Investigadores de ciberseguridad ofensiva, que exploran sistemas en busca de vulnerabilidades desconocidas y desarrollan pruebas de concepto, reportan que las barreras de empresas de IA como OpenAI y Anthropic están obstaculizando su trabajo. Los modelos de IA se niegan a generar código o explicaciones para ciertas técnicas de seguridad, incluso cuando los investigadores operan de forma legítima y autorizada. Estas restricciones provienen de políticas diseñadas para prevenir el mal uso, pero también bloquean investigaciones benignas destinadas a mejorar la seguridad. Los investigadores argumentan que las barreras son demasiado amplias, creando fricción que ralentiza el descubrimiento y la divulgación de fallos críticos.
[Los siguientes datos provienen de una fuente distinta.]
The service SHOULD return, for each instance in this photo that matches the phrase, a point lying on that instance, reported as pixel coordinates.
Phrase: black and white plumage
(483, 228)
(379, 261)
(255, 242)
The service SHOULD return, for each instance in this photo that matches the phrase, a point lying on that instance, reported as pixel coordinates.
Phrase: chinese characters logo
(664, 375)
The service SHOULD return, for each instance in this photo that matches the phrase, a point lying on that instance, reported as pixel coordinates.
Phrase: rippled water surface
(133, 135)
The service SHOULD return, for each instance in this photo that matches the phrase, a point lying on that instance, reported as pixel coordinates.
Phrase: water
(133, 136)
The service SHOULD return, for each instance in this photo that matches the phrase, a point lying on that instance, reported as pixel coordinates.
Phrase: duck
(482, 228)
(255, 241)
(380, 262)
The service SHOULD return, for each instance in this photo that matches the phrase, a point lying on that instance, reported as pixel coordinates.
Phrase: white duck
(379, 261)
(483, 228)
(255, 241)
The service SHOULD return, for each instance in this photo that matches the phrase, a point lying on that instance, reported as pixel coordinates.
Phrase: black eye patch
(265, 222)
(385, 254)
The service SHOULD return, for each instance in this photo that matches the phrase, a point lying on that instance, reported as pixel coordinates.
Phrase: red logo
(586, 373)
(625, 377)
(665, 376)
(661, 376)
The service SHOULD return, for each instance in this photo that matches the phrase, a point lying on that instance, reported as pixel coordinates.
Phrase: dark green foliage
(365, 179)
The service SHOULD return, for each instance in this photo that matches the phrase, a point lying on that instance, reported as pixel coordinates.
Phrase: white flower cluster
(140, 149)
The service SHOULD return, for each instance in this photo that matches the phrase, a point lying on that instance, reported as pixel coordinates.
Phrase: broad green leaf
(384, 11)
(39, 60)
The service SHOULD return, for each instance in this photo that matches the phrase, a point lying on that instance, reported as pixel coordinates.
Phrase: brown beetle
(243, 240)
Es un dolor de crecimiento clásico. Las empresas de IA hacen bien en ser cautelosas. Pero la cautela sin matices se convierte en censura. Los investigadores de seguridad ofensiva son los buenos. Rompen cosas para que podamos arreglarlas. Si sus herramientas de IA se niegan a ayudar, todos somos menos seguros.
Necesitamos barreras más inteligentes. No prohibiciones generales. Sistemas conscientes del contexto que entiendan la intención. Imagina un futuro donde la IA actúe como copiloto para hackers éticos. Acelerando el descubrimiento de vulnerabilidades. Haciendo el mundo digital más resiliente. Esa es la evolución que debemos impulsar. No retroceder por miedo.